It was only a matter of time before a shaven and shorn Radovan Karadzic, the Bosnian Serb leader living in disguise for the past 13 years as alternative healer Dragan Dabic, was brought to trial in the UN’s International Criminal Tribunal for the former Yugoslavia (ICTY) at The Hague, Netherlands. Facing charges of genocide and crimes against humanity inflicted on Bosniak Muslims, Croats and other non-Serb civilians during the Bosnian wars of 1992-95, it is not difficult to imagine how the ensuing drama will shape up.

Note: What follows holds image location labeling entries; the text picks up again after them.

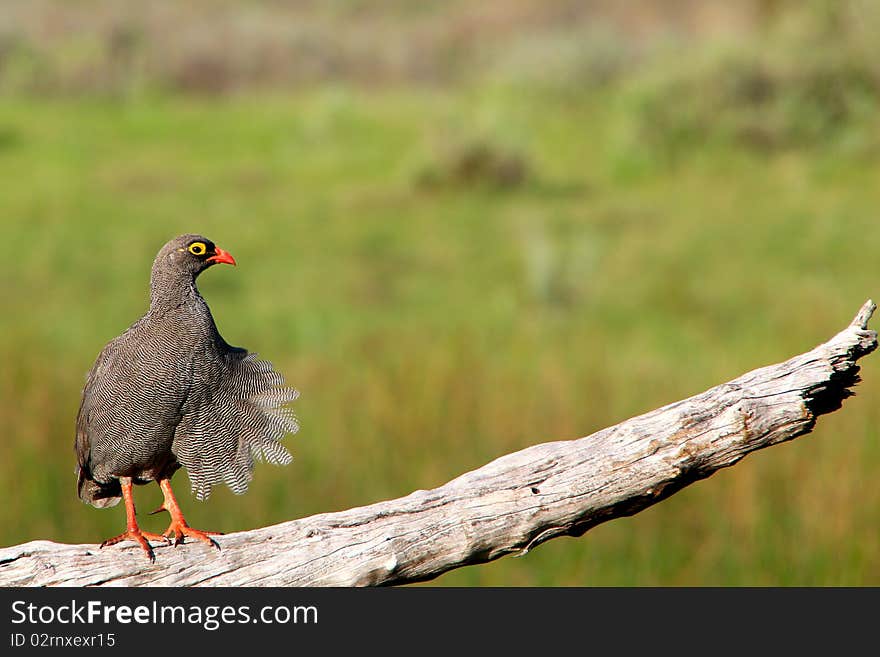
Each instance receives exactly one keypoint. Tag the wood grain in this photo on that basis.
(505, 507)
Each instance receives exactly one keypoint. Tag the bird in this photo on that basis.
(170, 392)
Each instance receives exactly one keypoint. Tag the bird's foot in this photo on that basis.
(141, 537)
(179, 529)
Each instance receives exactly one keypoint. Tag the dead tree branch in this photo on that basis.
(505, 507)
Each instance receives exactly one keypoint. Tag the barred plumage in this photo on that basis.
(171, 392)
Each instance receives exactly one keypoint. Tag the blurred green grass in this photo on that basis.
(431, 328)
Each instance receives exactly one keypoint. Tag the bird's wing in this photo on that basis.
(235, 414)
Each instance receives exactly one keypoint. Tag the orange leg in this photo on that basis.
(133, 532)
(178, 526)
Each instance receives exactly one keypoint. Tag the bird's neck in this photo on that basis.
(170, 289)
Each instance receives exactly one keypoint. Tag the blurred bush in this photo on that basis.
(810, 78)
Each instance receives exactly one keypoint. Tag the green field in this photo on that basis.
(436, 313)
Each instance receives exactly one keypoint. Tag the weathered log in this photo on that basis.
(505, 507)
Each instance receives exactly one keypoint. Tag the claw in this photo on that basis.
(141, 537)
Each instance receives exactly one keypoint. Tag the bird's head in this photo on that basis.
(191, 254)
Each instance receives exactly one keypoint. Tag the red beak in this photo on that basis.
(221, 256)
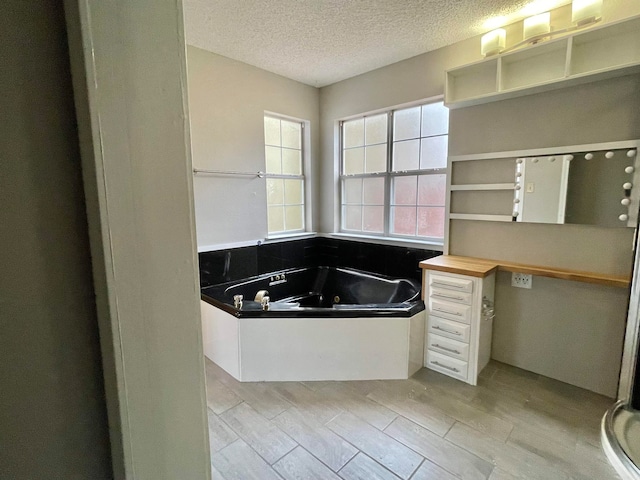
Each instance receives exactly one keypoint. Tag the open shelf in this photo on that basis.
(540, 64)
(606, 48)
(472, 81)
(584, 56)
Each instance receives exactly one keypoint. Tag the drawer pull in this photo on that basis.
(452, 332)
(450, 297)
(452, 350)
(457, 314)
(448, 285)
(453, 369)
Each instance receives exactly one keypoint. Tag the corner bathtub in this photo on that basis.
(323, 323)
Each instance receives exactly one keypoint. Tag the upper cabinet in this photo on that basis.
(606, 51)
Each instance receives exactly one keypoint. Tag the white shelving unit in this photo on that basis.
(589, 55)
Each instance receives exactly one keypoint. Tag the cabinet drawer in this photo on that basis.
(453, 311)
(448, 346)
(448, 295)
(447, 328)
(447, 365)
(451, 283)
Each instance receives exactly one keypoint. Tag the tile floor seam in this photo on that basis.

On trial will be History itself, the horror inflicted to ethnically cleanse the region and facilitate the creation of a Greater Serbia, killing around 200,000 and making at least a million people homeless. The tribunal prosecutors will try to nail the mastermind of the Bosnian horrors, eager to make up for the opportunity lost when the former Yugoslav president, Slobodan Milosevic, died mid-trial in 2006. The new pro-Western Boris Tadic-led coalition government will bargain hard for a European Union membership, having delivered their pound of flesh through Karadzic’s capture. And on the streets of Serbia and in the hearts of Serbians, Karadzic will forever remain a hero — a man of refined tastes, a professional psychiatrist, a dabbler in music and literature who had the gumption to take up Serbia’s cause. Of course, there will not always be 10,000 people organizing pro-Karadzic rallies and clashing with the police.
That paradox, present in Karadzic’s person, is at the heart of the moral problem that confronts the trial of most war criminals, accused as they are of usually aiding and abetting, almost never personally committing, grisly massacres on unprecedented scales. Though universally condemned, a lack of political resolve to bring them to justice often allows them a free run — many Nazi leaders led public lives, often without a change in name in post-war Germany; Karadzic lived in disguise under an assumed name in Belgrade, but frequently visited his family, something that those on the hunt possibly could not have been unaware of.